Sumatran coffee has the reputation for being unlike any other coffee with a big body, distinctive fruity notes, and a unique earthiness. The coffee in the Gayo Mountains grows like no coffee I have ever seen. It is insanely abundant with dense green coffee bushes covering almost every hillside. The conditions here are pretty much perfect for growing arabica coffee. The topsoil is volcanic, rich, and deep. The rainfall has been– until very recently– like clockwork coming at the right times. The climate is tropical and mild. And because of its position on the equator harvests come twice a year with red cherries and new flowers often existing on the same plant at the same time.
The “semi-wet” processing of Sumatran coffee is what can give it its rich, big bodied, fruity flavor or what can send it over the edge to an over-fermented, sour, hot mess. At Permata Gayo there is a three part drying process instead of the normal one/two part process practiced by farmers elsewhere using the “wet process”. The beans are depulped at the farm with the cherry skin being stripped away by a mechanical depulper. The beans are then taken to the village collector who ferments them in a waterless tank for anywhere from overnight to a couple of days. After this the collector washes the beans to flush off most of the remaining fruit. The lack of uniformity in the fermentation process here in a key control point adds to the unpredictable nature of Sumatran coffee. The time in the fermentation tanks can add the unique fruity notes or turn the coffee sour and undrinkable. Each village collector seemed to have slightly different ideas about what the optimal process is at this point
When the coffee reaches a moisture content of around 40% it is washed briefly in a container with holes for the water to escape. It is then gathered and de-hulled removing any left over mucilage as well as the “shell” and then spread again until it reaches about an 18% moisture content. At this point it is bagged and taken to the warehouse for final drying, grading, sorting, and blending.

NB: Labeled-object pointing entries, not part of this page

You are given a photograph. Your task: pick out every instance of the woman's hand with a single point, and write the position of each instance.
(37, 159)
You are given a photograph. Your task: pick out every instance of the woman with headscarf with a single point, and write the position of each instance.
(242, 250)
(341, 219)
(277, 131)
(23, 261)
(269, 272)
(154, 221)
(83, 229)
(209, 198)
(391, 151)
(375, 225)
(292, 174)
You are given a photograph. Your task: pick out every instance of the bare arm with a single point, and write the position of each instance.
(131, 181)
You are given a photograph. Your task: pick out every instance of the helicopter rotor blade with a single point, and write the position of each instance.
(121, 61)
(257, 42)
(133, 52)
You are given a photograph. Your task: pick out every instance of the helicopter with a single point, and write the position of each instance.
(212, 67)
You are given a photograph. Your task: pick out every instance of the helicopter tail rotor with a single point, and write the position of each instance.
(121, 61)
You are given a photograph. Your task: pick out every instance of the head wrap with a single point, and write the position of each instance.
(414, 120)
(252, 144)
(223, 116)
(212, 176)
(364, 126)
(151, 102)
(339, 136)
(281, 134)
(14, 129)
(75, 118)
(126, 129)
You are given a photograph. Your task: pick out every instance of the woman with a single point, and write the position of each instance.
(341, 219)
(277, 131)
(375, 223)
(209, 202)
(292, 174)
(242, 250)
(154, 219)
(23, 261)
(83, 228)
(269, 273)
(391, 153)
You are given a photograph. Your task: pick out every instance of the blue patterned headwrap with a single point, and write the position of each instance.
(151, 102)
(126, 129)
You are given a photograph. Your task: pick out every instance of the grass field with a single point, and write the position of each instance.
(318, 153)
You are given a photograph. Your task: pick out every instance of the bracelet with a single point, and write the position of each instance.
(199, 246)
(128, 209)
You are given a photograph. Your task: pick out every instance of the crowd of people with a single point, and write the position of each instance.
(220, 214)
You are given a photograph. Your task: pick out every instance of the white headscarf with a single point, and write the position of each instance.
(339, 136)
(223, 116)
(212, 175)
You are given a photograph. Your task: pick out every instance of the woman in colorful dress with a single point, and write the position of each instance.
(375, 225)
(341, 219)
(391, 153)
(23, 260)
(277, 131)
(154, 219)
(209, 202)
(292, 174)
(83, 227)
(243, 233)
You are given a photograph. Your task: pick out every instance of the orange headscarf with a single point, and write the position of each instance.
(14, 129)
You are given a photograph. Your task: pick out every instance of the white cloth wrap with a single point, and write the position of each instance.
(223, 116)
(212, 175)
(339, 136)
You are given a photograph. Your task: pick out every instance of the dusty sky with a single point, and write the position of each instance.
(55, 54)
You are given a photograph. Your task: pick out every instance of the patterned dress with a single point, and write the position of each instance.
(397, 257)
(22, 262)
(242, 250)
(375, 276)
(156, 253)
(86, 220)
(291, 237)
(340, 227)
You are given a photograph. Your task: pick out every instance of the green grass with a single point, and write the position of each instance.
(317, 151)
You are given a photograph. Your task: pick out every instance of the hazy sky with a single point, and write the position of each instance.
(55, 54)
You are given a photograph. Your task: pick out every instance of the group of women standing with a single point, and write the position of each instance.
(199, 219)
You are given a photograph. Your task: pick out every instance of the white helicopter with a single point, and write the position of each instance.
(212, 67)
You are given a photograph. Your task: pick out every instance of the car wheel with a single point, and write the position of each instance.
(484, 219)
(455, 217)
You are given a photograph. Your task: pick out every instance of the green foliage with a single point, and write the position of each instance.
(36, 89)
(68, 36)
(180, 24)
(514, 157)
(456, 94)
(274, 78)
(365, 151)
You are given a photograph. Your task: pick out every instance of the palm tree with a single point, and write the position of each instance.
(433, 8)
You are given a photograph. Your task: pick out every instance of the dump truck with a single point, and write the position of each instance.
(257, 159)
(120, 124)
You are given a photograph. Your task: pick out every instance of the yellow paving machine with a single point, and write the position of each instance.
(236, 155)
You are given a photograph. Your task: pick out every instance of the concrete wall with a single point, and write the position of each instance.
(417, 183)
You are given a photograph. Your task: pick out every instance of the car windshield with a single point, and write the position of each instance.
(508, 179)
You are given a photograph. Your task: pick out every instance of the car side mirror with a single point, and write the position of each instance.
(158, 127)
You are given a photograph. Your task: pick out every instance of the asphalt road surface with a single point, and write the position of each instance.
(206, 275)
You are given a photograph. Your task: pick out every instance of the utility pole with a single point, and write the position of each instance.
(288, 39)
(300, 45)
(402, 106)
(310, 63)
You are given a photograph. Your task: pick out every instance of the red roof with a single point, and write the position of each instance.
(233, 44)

At the warehouse the coffee is spread again on a massive patio and dried to around 13% moisture content. At this point is is ready to start the final processes. Local women hand-sort the coffee siting on the concrete floor of the warehouse in a group as they pick through the coffee taking out beans that are discolored, broken, insect-damaged, lacking density, etc. They make around $5-$6 per day– which is at or above the local minimum wage– and are not members of Permata Gayo Co-op. They fought for and received a raise last year and were pretty pleased about that. They take the good beans and place them in a big pile which is then re-bagged and made ready for export. The beans are then blended according to recommendations from the quality control and cupping folks of Permata. The beans are tracked according to what truck they came in on and each truck is grouped according to the village where the coffee was grown. This hypothetically allows Permata to understand the characteristics of the coffee better and to make decisions about how it is blended according to what each buyer is looking for.
While at the Permata warehouse we cupped 4 samples– 2 destined for Just Coffee and other Co-op Coffees roasters, 1 for our European counterparts of Roasters United, and 1 for a conventional commercial importer. The coffees were generally good to great and I am happy to say that the two lots coming to Co-op Coffees were the best ones. The coffees this year have a higher acidity level and a little less of the earthiness that Permata coffees often have. They had decent body and were very balanced– a little bit of a rarity for Sumatran coffee!
Overall Permata’s process was interesting to see. The lack of real control over the collectors in their co-op leave open the possibility for “freelancing” when it comes to process. That kind of variability can lead to unexpected results– sometimes good and sometimes less than desirable– that give this coffee its reputation for unruliness. The collector system seems embedded in the culture and different co-ops integrate them in different ways. Some, like Permata, treat them in in fairly hands-off way independent contractors that are a node between the co-op and its members. Other co-ops have absorbed them more into the co-op and pay them for their services as members. Without judgement I can say that they are a wildcard and quite different than the average primary co-op processor in Latin America.